The movie adaptation of that part is here, if you’re interested. This is probably a good point to note Pratchett’s innovative use of the printed page. Golems always speak in Capital letters; Death, himself a major player, speaks in all capitals without quotation marks (I AM DEATH, NOT TAXES. I ONLY SHOW UP ONCE), and several scenes depend on cleverly arranged paragraphs and sentences that show the action being played out.

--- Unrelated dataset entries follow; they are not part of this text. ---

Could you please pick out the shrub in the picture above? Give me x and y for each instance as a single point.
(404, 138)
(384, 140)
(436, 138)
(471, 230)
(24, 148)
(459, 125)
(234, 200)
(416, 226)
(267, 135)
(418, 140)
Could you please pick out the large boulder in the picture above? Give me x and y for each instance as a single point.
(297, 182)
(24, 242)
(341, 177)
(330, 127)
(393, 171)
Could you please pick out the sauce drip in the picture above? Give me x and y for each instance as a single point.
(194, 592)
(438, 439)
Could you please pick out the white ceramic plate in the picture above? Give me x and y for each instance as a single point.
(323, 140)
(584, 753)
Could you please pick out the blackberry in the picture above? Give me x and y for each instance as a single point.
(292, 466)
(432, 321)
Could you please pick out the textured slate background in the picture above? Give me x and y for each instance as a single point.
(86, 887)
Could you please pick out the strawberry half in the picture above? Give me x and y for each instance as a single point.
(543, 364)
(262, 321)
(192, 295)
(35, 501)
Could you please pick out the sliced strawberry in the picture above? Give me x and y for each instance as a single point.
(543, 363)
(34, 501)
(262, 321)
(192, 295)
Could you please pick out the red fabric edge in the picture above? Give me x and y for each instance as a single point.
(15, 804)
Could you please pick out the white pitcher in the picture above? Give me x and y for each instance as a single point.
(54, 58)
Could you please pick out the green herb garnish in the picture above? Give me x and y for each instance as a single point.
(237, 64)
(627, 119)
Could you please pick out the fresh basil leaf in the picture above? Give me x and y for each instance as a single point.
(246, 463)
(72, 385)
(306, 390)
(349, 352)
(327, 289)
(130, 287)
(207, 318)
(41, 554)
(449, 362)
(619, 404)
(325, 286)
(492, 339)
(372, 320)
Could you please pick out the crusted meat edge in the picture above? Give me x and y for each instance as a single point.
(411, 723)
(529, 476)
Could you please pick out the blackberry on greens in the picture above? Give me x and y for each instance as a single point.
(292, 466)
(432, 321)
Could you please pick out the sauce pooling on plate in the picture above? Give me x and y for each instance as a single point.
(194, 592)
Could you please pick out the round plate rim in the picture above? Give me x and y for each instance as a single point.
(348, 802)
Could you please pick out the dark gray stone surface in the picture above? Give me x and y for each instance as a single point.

Anyway, I like the scene because it doesn’t laugh off Moist’s con artistry. All too often, criminals are let off easy in stories because, after all, they haven’t actually hurt anyone. Danny Ocean from Ocean’s 11 and Captain Jack Sparrow from Pirates of the Carribean are instances of lovable criminals who the audience forgives for their crimes because they haven’t actually hurt anyone, and also because they’re funny. Moist, in this scene here, is not so lucky. Even supposedly innocuous criminals can have deadly affects that they never intended.
Pratchett is incredibly original also. To some extent, he accomplishes this by bouncing off different cliches and tropes from the fantasy genre–one character’s sword is noted to be unusual in that it ISN’T magical–and also by parodying different famous works throughout the years–“How cinematic! A giant woman climbing up a tower, carrying an ape!“–but he also does it through some wonderfully human projections. The romances in his stories, for instance, are always believable despite often being incredibly atypical. (At one point he comments how “90% of romance is standing around in awkward silence.”) The character Rincewind, mentioned above, has an incredibly practical view toward danger, and the side plot in Thud! about Vimes and his son Sam is wonderfully heartwarming.
Despite all its virtues, though, there is a core of bitterness to Discworld, which lies just beneath the veneer of humor.
“What would humans be without love?”
RARE. said Death.
“I meant,” said Ipslore bitterly, “what is there in this world that makes living worthwhile?”
Death thought about this for a while. CATS. He said finally. CATS ARE NICE.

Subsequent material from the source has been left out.